The price of wheat in Russia and Ukraine is really cheap and likely to set a ceiling if (and that’s a big IF) grain can start flowing like before. Ukrainian-origin grains are likely to remain cheap to help revive the agricultural economy in time to finance next season’s winter wheat crop, which is expected to be planted within the next month.
The pace of exports out of the Black Sea remains a concern. Since the opening of the grain corridor, 30 ships have left Ukraine containing about 700 kmt of grain (virile maize). It is believed that Ukraine could supply up to 2 million tons per month, so the first point highlights the difficulties ahead. Similarly, Russian exports are lagging behind. To reach their export target of 44 mmt, around 5 mmt per month are needed. At this stage, only 3 mmt per month are reached. Buyers of Russian grain struggle to obtain letters of credit and transport and insurance costs erode any advantage of cheaper origins over other exporters (i.e. Australia). But the longer the corridor remains open and the more importers manage to obtain grain from the Black Sea, the lower the risk premium could be.
There remains an increased risk with the ongoing war in Ukraine. Missile attacks were again recorded around the port city of Nikopol, near the nuclear power plant in the center of the front line. The power station, the largest in Europe, is used as a Russian base and weapons depot and is obviously a very sensitive target.

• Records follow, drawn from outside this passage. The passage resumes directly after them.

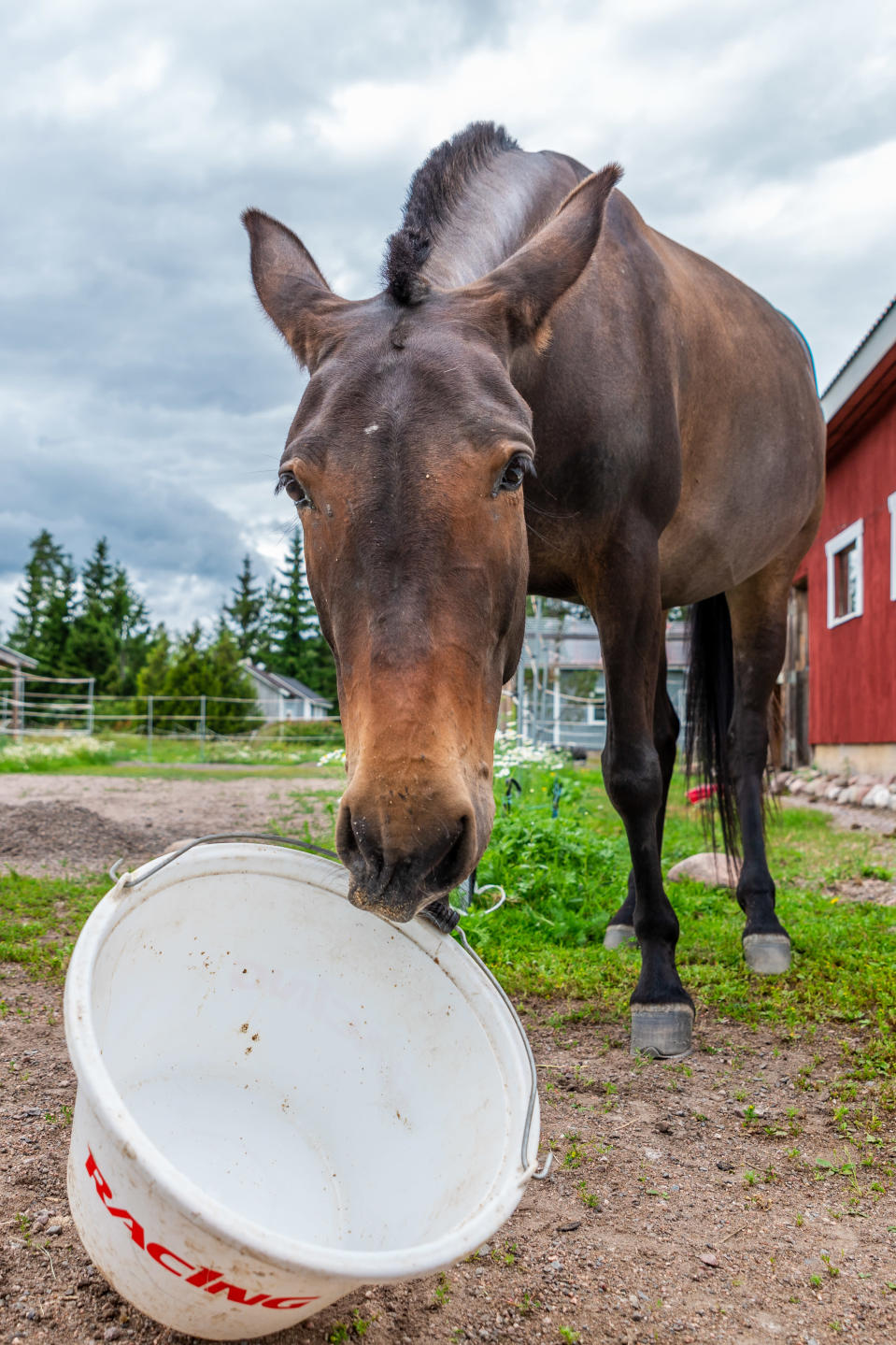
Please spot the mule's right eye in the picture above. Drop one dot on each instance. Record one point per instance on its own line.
(295, 490)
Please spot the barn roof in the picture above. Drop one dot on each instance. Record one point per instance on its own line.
(865, 383)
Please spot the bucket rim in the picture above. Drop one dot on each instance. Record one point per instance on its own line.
(186, 1195)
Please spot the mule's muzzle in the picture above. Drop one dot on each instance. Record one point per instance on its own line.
(397, 880)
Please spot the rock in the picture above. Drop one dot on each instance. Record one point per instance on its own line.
(708, 867)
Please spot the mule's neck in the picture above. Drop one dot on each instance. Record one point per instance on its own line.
(504, 205)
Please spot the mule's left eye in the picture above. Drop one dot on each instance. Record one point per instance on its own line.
(513, 475)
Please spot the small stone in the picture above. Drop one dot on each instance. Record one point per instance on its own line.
(706, 867)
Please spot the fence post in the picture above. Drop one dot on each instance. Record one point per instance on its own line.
(18, 702)
(556, 733)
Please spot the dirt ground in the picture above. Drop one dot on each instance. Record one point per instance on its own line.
(62, 823)
(699, 1201)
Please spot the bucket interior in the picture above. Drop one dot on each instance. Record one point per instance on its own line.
(303, 1063)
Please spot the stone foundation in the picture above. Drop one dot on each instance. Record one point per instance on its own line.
(861, 790)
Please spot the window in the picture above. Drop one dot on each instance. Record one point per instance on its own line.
(846, 590)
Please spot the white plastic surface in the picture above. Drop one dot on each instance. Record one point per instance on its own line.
(281, 1096)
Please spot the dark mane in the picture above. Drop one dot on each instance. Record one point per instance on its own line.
(434, 189)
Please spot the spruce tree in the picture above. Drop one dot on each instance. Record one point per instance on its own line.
(299, 647)
(245, 611)
(43, 606)
(109, 631)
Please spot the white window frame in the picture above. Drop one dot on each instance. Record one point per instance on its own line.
(855, 533)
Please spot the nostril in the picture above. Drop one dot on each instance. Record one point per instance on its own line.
(348, 843)
(358, 849)
(456, 863)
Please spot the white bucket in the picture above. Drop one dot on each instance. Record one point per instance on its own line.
(281, 1097)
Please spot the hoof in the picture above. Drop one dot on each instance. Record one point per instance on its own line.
(619, 937)
(661, 1030)
(768, 953)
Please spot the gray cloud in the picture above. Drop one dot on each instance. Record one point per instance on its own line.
(141, 393)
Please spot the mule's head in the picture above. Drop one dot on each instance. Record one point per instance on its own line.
(406, 460)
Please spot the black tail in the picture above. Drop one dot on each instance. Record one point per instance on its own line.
(711, 701)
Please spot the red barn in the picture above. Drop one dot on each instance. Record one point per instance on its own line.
(844, 603)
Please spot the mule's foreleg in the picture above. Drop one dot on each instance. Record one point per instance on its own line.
(620, 930)
(759, 633)
(630, 621)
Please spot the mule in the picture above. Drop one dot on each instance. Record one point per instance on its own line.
(547, 397)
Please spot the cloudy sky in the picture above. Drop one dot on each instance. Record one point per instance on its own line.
(144, 397)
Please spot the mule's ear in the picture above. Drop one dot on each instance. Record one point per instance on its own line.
(531, 282)
(287, 280)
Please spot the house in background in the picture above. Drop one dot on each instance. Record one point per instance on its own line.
(284, 697)
(559, 686)
(843, 619)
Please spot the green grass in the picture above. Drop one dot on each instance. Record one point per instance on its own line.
(564, 879)
(566, 876)
(40, 919)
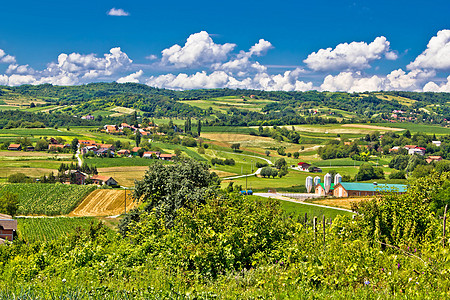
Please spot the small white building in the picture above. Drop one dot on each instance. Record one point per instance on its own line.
(436, 143)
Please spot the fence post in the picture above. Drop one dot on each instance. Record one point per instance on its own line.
(315, 228)
(443, 227)
(323, 221)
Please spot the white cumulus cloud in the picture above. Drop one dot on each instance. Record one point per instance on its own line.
(351, 82)
(199, 50)
(219, 79)
(353, 56)
(134, 78)
(117, 12)
(6, 58)
(433, 87)
(437, 54)
(242, 63)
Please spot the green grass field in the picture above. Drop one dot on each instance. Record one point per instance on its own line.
(299, 210)
(429, 129)
(47, 199)
(46, 229)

Demand for European cereals is booming. The French formation is solidly booked with 1.4 mmt on the rod for August. Business mainly includes destinations in North Africa and the Middle East. China has also reserved at least 5 Panamax vessels for delivery in November/December. We would expect French wheat to start being priced at a premium due to extremely low river levels across Europe, creating a bottleneck in moving stock from the country to port. The drought, considered the worst in 500 years, is also raising concerns about the ability of winter-seeded crops in the new 22/23 season to establish themselves in time before the colder months arrive.